La disposition relative au « permis de sortie » a été supprimée pour la majorité des travailleurs en septembre 2018.
Ernesto, originaire des Philippines, a travaillé chez Mercury MENA en tant que chef d’équipe dans le secteur canalisations pour la ville de Lusail, un projet de plus de 38 milliards d’euros. Lorsqu’il a quitté le Qatar au bout de deux ans, l’entreprise lui devait quatre mois de salaires et il était plus endetté qu’à son arrivée. Tout à fait conscient du contraste entre l’exploitation qu’il a subie et les projets lucratifs sur lesquels il a travaillé, Ernesto a déclaré :
« J’imagine comment ce sera durant [la Coupe du monde]... Des gens venus du monde entier pour acclamer, rire, visiter les stades magnifiques, les sites de loisirs et les hôtels ici... Est-ce qu’ils s’interrogeront sur ce qui s’est passé dans les coulisses de ces bâtiments ? »
Les travailleurs népalais englués dans les dettes
Amnesty International a mené d’autres recherches sur les employés népalais de Mercury MENA, interrogeant 34 d’entre eux après leur retour au pays. Elle a constaté que la règlementation laxiste du gouvernement népalais contribue à leur exploitation. Les agences de recrutement auxquelles Mercury MENA fait appel facturent aux travailleurs des frais exorbitants pour leur trouver des emplois, et ce en toute illégalité, ce qui les oblige à contracter des prêts avec des taux d’intérêt élevés. Ils se retrouvent alors surendettés, et il leur est difficile d’échapper aux conditions qui s’apparentent à de l’exploitation ou de les contester.
Certains travailleurs népalais interrogés avaient été contraints de vendre des terres ou de retirer leurs enfants de l’école afin de payer les dettes qu’ils avaient contractées pour aller travailler au Qatar.
Une agence a reconnu qu’elle avait eu connaissance de violations des droits du travail à Mercury MENA après avoir recruté des travailleurs pour cette entreprise, mais elle n’a effectué aucun suivi pour vérifier que leurs droits en tant que travailleurs étaient respectés, même lorsqu’ils l’ont contactée pour obtenir de l’aide. Le gouvernement népalais n’a pris aucune mesure contre cette agence. Amnesty International a précédemment recueilli des informations attestant de l’inaction des autorités népalaises pour contrer la conduite illégale des agences de recrutement, ce qui favorise les abus que subissent les travailleurs migrants népalais à l’étranger.

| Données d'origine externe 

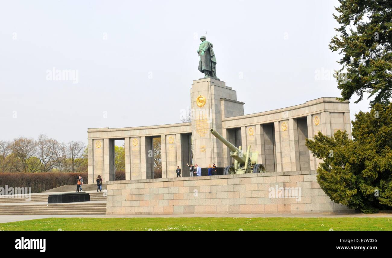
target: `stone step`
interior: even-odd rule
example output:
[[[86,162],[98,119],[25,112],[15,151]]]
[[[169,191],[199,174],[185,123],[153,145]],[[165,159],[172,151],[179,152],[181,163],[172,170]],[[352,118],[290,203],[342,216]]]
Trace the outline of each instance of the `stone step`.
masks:
[[[90,193],[90,201],[104,201],[106,197],[103,196],[103,192]],[[29,201],[26,201],[25,198],[0,198],[0,203],[11,203],[14,202],[47,202],[49,194],[38,194],[32,195]]]
[[[0,215],[105,215],[106,212],[75,212],[75,213],[3,213],[0,212]]]
[[[87,209],[86,207],[80,208],[30,208],[29,209],[23,208],[14,208],[14,209],[2,209],[0,210],[0,212],[9,213],[16,212],[17,211],[23,211],[23,212],[29,213],[34,212],[46,212],[51,211],[106,211],[106,207],[94,207],[93,208],[89,207]]]
[[[102,184],[102,189],[104,190],[106,189],[106,184]],[[55,188],[50,189],[44,192],[44,193],[52,193],[53,192],[67,192],[76,191],[76,185],[62,185]],[[97,189],[97,185],[96,184],[88,184],[83,185],[82,189],[83,190],[93,191],[96,190]]]
[[[99,206],[106,206],[106,203],[102,202],[102,203],[90,203],[88,202],[83,203],[82,203],[77,202],[71,202],[71,203],[50,203],[49,204],[25,204],[25,205],[0,205],[0,209],[7,207],[55,207],[55,206],[67,206],[67,207],[74,207],[74,206],[88,206],[88,207],[93,207],[96,205]]]
[[[102,215],[105,203],[0,205],[0,215]]]

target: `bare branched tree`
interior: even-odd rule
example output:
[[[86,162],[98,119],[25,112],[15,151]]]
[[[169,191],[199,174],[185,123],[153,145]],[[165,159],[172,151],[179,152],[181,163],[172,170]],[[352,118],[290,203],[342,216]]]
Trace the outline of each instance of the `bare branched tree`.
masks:
[[[34,172],[39,165],[36,158],[34,156],[36,150],[36,144],[33,139],[19,137],[14,139],[10,148],[12,168],[19,172]]]
[[[47,172],[54,168],[58,168],[59,161],[62,156],[62,146],[60,143],[42,134],[38,138],[36,145],[36,156],[41,163],[41,171]]]
[[[72,141],[64,146],[65,158],[62,163],[67,172],[77,173],[87,166],[87,149],[83,142]]]
[[[0,171],[3,173],[8,170],[11,162],[8,156],[11,154],[10,145],[9,142],[0,140]]]

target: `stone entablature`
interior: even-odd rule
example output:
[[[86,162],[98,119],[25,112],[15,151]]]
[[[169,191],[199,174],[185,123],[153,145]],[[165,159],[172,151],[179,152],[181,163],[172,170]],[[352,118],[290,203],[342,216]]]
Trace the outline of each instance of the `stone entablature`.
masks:
[[[109,182],[106,214],[354,212],[326,196],[317,183],[316,173],[267,172]],[[280,187],[288,189],[288,193],[296,188],[298,194],[279,198],[276,191]]]

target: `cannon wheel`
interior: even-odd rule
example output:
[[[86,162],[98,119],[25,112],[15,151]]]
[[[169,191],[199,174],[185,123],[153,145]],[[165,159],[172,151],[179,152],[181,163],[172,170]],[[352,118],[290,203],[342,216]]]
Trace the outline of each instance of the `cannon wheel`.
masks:
[[[223,174],[224,175],[229,175],[230,174],[235,174],[234,171],[234,166],[227,166],[223,170]]]
[[[262,164],[256,164],[253,167],[254,173],[263,173],[265,172],[265,167]]]

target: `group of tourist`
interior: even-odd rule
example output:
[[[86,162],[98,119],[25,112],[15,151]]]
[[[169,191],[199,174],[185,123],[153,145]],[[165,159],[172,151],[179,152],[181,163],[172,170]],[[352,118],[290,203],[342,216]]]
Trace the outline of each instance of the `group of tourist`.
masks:
[[[98,177],[97,178],[96,180],[97,182],[97,192],[99,190],[100,192],[102,192],[102,178],[101,177],[100,175],[98,175]],[[82,185],[83,184],[83,178],[80,176],[79,176],[78,178],[78,181],[76,184],[76,191],[79,192],[82,191]]]
[[[187,163],[187,165],[189,167],[189,176],[200,176],[201,175],[201,168],[198,166],[197,164],[195,164],[194,165],[192,164],[189,165]],[[181,177],[181,169],[180,168],[180,166],[177,166],[176,173],[177,173],[177,177]],[[209,176],[215,176],[218,174],[218,167],[214,164],[212,164],[212,166],[211,165],[208,165]]]

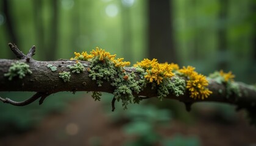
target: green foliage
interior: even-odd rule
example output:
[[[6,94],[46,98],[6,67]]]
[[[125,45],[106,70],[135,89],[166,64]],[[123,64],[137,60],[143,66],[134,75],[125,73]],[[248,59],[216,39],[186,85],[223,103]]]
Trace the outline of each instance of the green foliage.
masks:
[[[31,74],[32,72],[29,69],[29,65],[23,62],[16,61],[12,63],[8,70],[8,72],[4,74],[4,77],[9,77],[12,80],[15,77],[18,76],[20,78],[23,78],[26,74]]]
[[[169,94],[169,92],[177,97],[183,95],[186,89],[186,84],[185,80],[174,77],[171,80],[164,78],[163,82],[158,86],[157,97],[163,100],[163,99]]]
[[[69,68],[73,73],[79,74],[85,71],[85,67],[80,62],[74,64],[73,66],[68,65],[66,67]]]
[[[57,71],[57,67],[53,66],[52,64],[47,64],[47,68],[50,68],[51,71],[52,71],[52,72],[55,72]]]
[[[99,86],[101,86],[102,80],[110,81],[115,78],[117,74],[117,71],[110,60],[105,60],[104,61],[99,60],[98,57],[94,57],[90,60],[90,69],[88,71],[93,80],[97,80]]]
[[[123,113],[130,121],[123,127],[124,133],[137,136],[137,139],[127,141],[125,145],[152,145],[163,138],[156,127],[167,126],[171,120],[169,111],[159,109],[152,105],[133,106]]]
[[[201,145],[200,139],[197,136],[185,137],[180,134],[175,134],[171,139],[164,139],[162,142],[163,146],[182,145],[198,146]]]
[[[110,82],[111,85],[115,87],[115,98],[118,102],[121,100],[124,109],[127,108],[129,103],[140,102],[140,98],[133,96],[133,93],[139,93],[146,86],[144,77],[135,80],[134,72],[127,73],[123,67],[116,67],[108,59],[99,60],[99,57],[96,56],[89,61],[91,63],[89,77],[96,80],[99,86],[101,86],[104,80]]]
[[[230,74],[231,75],[231,74]],[[210,78],[214,79],[219,84],[223,84],[226,86],[226,97],[229,98],[230,96],[234,94],[236,97],[241,97],[241,93],[239,88],[238,83],[233,82],[232,80],[227,80],[224,75],[221,75],[220,72],[215,71],[209,75]],[[219,92],[222,92],[222,91],[219,90]]]
[[[130,74],[120,72],[118,77],[114,79],[112,85],[116,87],[113,93],[115,97],[118,101],[122,100],[124,109],[127,108],[129,103],[139,103],[140,99],[133,96],[133,92],[138,94],[146,86],[144,78],[136,80],[136,75],[133,72]]]
[[[71,76],[70,75],[70,72],[64,71],[63,72],[59,73],[59,77],[61,78],[63,80],[64,82],[66,83],[67,82],[69,82],[69,78],[70,78],[70,77]]]
[[[101,92],[93,92],[93,94],[91,94],[91,97],[93,99],[94,99],[95,101],[96,100],[101,100],[101,96],[102,94]]]

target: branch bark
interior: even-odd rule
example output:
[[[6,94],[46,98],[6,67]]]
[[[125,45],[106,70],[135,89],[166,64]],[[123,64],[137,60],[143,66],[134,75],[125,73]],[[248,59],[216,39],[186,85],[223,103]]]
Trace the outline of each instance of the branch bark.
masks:
[[[40,103],[42,103],[43,100],[49,95],[60,91],[99,91],[108,93],[113,93],[114,88],[111,86],[110,82],[105,81],[102,86],[98,86],[96,82],[92,80],[88,77],[89,73],[85,71],[80,74],[71,74],[69,82],[65,83],[59,76],[59,72],[70,71],[66,67],[68,65],[73,65],[76,61],[68,60],[60,60],[51,61],[41,61],[34,60],[32,56],[35,51],[35,47],[33,46],[26,55],[16,46],[9,44],[12,50],[20,58],[19,61],[26,62],[30,66],[29,69],[32,72],[31,75],[27,75],[24,78],[20,79],[18,77],[13,78],[9,80],[7,77],[4,77],[4,74],[8,72],[9,68],[12,63],[17,61],[15,60],[0,59],[0,91],[33,91],[37,93],[33,96],[29,101],[24,101],[25,103],[21,105],[17,103],[10,102],[9,99],[1,98],[0,100],[4,102],[11,103],[14,105],[26,105],[27,103],[35,101],[40,98]],[[14,50],[13,50],[14,49]],[[27,59],[30,58],[30,59]],[[80,61],[81,63],[90,66],[90,62]],[[47,67],[48,64],[52,64],[57,67],[56,71],[52,71]],[[125,68],[127,72],[131,72],[133,69],[130,68]],[[135,74],[138,75],[138,73]],[[209,81],[208,89],[213,92],[207,99],[194,99],[189,97],[187,91],[183,96],[176,97],[174,95],[169,94],[166,99],[178,100],[185,103],[188,111],[190,109],[191,105],[195,102],[216,102],[235,105],[238,108],[246,108],[251,111],[256,109],[256,91],[254,88],[243,83],[238,83],[240,89],[241,96],[233,93],[227,98],[226,86],[223,84],[219,84],[214,80]],[[145,99],[157,96],[157,89],[152,89],[151,85],[148,85],[137,96],[146,97]],[[115,107],[113,107],[115,108]]]

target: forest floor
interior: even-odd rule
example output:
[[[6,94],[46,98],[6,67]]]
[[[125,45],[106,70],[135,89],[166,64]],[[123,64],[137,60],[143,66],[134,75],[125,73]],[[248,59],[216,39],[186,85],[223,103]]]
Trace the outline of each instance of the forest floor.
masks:
[[[2,137],[0,145],[121,145],[130,136],[124,134],[121,124],[110,122],[102,107],[92,98],[80,99],[63,113],[49,116],[32,130]],[[169,137],[177,133],[198,136],[202,145],[256,145],[256,128],[243,118],[230,125],[204,119],[193,125],[177,120],[170,124],[171,128],[158,128],[158,132]]]

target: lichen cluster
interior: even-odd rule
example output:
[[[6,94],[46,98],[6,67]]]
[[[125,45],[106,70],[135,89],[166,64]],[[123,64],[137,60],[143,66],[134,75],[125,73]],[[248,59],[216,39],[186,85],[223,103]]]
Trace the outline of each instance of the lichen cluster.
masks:
[[[185,80],[175,75],[173,70],[179,69],[176,64],[159,63],[157,59],[144,59],[134,64],[137,70],[141,71],[146,81],[152,84],[152,88],[157,88],[157,97],[162,100],[170,92],[176,96],[184,94]],[[142,73],[144,72],[144,73]]]
[[[57,67],[56,67],[56,66],[53,66],[53,65],[52,65],[52,64],[47,64],[47,68],[48,68],[51,69],[51,71],[52,71],[52,72],[55,72],[55,71],[57,71]]]
[[[134,73],[126,72],[124,67],[129,65],[130,62],[123,61],[124,58],[115,59],[116,55],[111,55],[108,52],[98,47],[93,50],[90,54],[86,52],[74,53],[72,60],[88,61],[90,68],[87,71],[89,77],[96,80],[98,85],[101,86],[104,80],[110,82],[112,86],[115,87],[113,94],[118,101],[122,101],[124,108],[127,108],[129,103],[138,102],[133,92],[138,93],[144,86],[141,80],[135,80]],[[99,100],[101,94],[94,92],[93,97]]]
[[[63,71],[62,72],[59,73],[59,77],[60,78],[62,78],[64,82],[66,83],[66,82],[69,82],[69,78],[70,78],[70,77],[71,76],[70,75],[70,72]]]
[[[9,80],[12,80],[15,77],[18,77],[22,79],[25,77],[26,74],[31,74],[32,72],[29,69],[29,65],[23,62],[16,61],[12,63],[8,70],[8,72],[4,74],[4,77],[8,77]]]
[[[215,79],[219,83],[224,85],[226,88],[226,97],[229,98],[232,94],[235,94],[237,97],[241,97],[241,91],[238,83],[234,82],[235,75],[229,71],[224,72],[222,70],[216,71],[209,75],[209,78]]]
[[[157,59],[144,59],[134,64],[133,71],[127,72],[124,67],[130,65],[130,62],[123,61],[123,58],[116,59],[115,54],[111,55],[99,47],[89,54],[74,52],[74,55],[71,60],[90,63],[87,71],[89,77],[95,80],[99,86],[101,86],[104,81],[111,83],[115,87],[115,98],[122,101],[124,108],[126,108],[129,103],[140,102],[141,99],[135,95],[147,84],[151,84],[152,89],[157,90],[157,96],[160,100],[170,94],[177,97],[183,95],[186,89],[188,90],[190,97],[194,99],[204,99],[212,93],[207,88],[206,77],[195,72],[194,68],[191,66],[180,69],[177,64],[160,63]],[[75,65],[68,67],[76,72],[78,68],[83,66],[80,63]],[[79,69],[82,71],[83,68]],[[135,73],[138,74],[139,78],[137,78]],[[99,100],[101,95],[94,92],[93,97]]]
[[[207,87],[208,85],[206,77],[198,74],[195,68],[188,66],[180,69],[178,71],[181,75],[187,78],[187,88],[190,91],[190,96],[194,99],[204,99],[212,93]]]
[[[76,64],[74,64],[73,66],[68,65],[66,67],[69,68],[73,73],[79,74],[85,70],[85,67],[84,67],[82,63],[79,61],[77,61]]]

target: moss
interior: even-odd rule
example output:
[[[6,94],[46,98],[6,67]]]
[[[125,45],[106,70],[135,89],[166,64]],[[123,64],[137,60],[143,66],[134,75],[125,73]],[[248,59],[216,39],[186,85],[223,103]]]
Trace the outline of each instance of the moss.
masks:
[[[172,77],[172,80],[165,78],[163,80],[157,89],[157,97],[163,99],[169,94],[170,92],[176,97],[182,96],[186,89],[185,81],[177,77]]]
[[[57,71],[57,67],[53,66],[52,64],[47,64],[47,68],[50,68],[51,71],[52,71],[52,72],[55,72]]]
[[[234,82],[235,75],[231,72],[225,73],[222,71],[215,71],[210,74],[208,77],[214,79],[219,84],[223,84],[226,86],[226,98],[229,98],[233,94],[238,97],[242,96],[239,85]],[[221,94],[222,92],[222,91],[221,92],[219,91],[219,93]]]
[[[18,76],[22,79],[26,77],[26,74],[31,74],[32,72],[29,69],[29,65],[25,63],[17,61],[12,63],[8,70],[8,72],[4,74],[4,77],[8,77],[9,80],[12,80],[15,77]]]
[[[80,62],[74,64],[73,66],[68,65],[66,67],[69,68],[73,73],[79,74],[85,71],[85,67]]]
[[[70,75],[70,72],[63,72],[59,73],[59,77],[61,78],[64,82],[69,82],[70,77],[71,76]]]
[[[101,100],[101,96],[102,95],[102,94],[100,92],[93,92],[93,94],[91,95],[91,97],[94,99],[94,100]]]
[[[229,98],[233,94],[235,94],[236,97],[242,96],[238,83],[234,82],[228,82],[226,83],[226,92],[227,98]]]

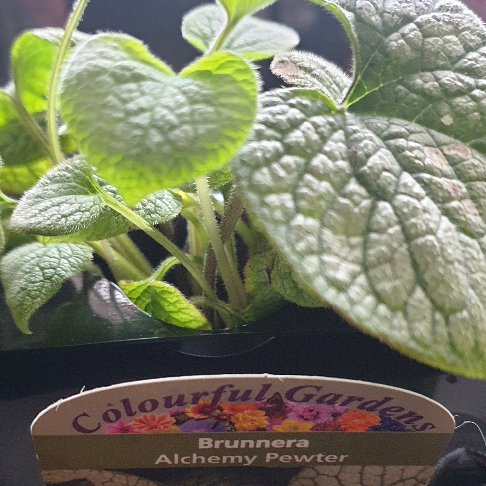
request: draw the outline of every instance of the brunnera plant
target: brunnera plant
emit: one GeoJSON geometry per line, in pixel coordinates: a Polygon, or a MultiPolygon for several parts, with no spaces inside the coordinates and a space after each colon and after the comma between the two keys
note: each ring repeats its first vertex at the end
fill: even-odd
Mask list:
{"type": "Polygon", "coordinates": [[[349,75],[253,16],[275,1],[189,12],[182,35],[203,55],[177,74],[129,36],[77,32],[87,0],[65,31],[17,40],[0,207],[36,241],[1,261],[16,323],[29,332],[66,279],[99,271],[95,253],[161,327],[330,306],[409,356],[486,377],[486,26],[455,0],[311,0],[348,36],[349,75]],[[293,87],[258,95],[252,62],[272,57],[293,87]],[[179,215],[187,251],[156,228],[179,215]],[[172,256],[152,269],[134,229],[172,256]],[[164,280],[176,264],[192,295],[164,280]]]}

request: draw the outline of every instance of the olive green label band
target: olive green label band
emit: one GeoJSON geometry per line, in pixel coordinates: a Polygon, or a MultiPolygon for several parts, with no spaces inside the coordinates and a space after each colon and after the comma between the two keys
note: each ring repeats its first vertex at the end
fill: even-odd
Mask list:
{"type": "Polygon", "coordinates": [[[43,469],[433,466],[449,434],[397,432],[37,435],[43,469]],[[271,437],[269,437],[271,435],[271,437]]]}

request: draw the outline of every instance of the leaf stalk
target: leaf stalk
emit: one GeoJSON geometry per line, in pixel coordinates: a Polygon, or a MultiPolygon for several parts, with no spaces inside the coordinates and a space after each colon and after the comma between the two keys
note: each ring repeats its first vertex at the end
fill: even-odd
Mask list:
{"type": "Polygon", "coordinates": [[[205,176],[196,179],[201,210],[208,232],[208,236],[219,267],[231,306],[236,311],[246,307],[246,294],[238,270],[227,257],[214,217],[214,210],[209,195],[209,187],[205,176]]]}
{"type": "Polygon", "coordinates": [[[56,122],[56,101],[59,76],[72,35],[79,25],[83,14],[89,2],[89,0],[77,0],[75,4],[67,21],[64,35],[58,48],[51,73],[51,81],[47,92],[47,134],[49,152],[51,154],[51,157],[55,164],[60,164],[64,158],[59,143],[59,139],[58,138],[58,128],[56,122]]]}

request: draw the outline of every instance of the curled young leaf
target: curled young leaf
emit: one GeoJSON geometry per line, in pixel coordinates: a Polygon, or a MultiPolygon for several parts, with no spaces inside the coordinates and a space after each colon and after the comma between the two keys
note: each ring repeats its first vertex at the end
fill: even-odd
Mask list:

Par ailleurs, les autorités népalaises n’ont pas fourni d’assistance adéquate à leurs ressortissants au Qatar. Ce fut le cas en 2017 lorsque des employés népalais de Mercury MENA se sont retrouvés bloqués dans un camp de travailleurs, manquant de nourriture et d’argent, puisqu’ils n’avaient pas été payés depuis des mois. Les autorités népalaises ont été informées de cette situation à au moins quatre reprises – deux fois par les travailleurs eux-mêmes et deux fois par Amnesty International – mais ont préféré ignorer leurs appels à l’aide en vue de récupérer leurs salaires ou de rentrer chez eux. Et ce malgré l’existence du Fonds de prévoyance pour les travailleurs migrants doté de 32,2 millions d’euros. Le gouvernement du Népal n’a toujours pas mis Mercury MENA sur liste noire, ce qui signifie que rien n’empêche l’entreprise de continuer à recruter des migrants népalais.
Indemnisation
Malgré la promesse de réformes majeures en 2017 et l’abolition du permis de sortie pour la plupart des travailleurs migrants début septembre 2018, le droit du travail au Qatar ne respecte toujours pas les normes internationales. Les employeurs peuvent toujours empêcher les employés de changer d’emploi au Qatar, et ce parfois pendant cinq ans. Ceux qui changent d’emploi sans autorisation de leur employeur sont accusés de « fuite », infraction pénale qui peut aboutir à leur arrestation ou leur expulsion. Les réformes promises au sujet de la création d’un fonds destiné aux travailleurs en difficulté et de la mise en place d’un salaire minimum devraient se concrétiser à l’avenir.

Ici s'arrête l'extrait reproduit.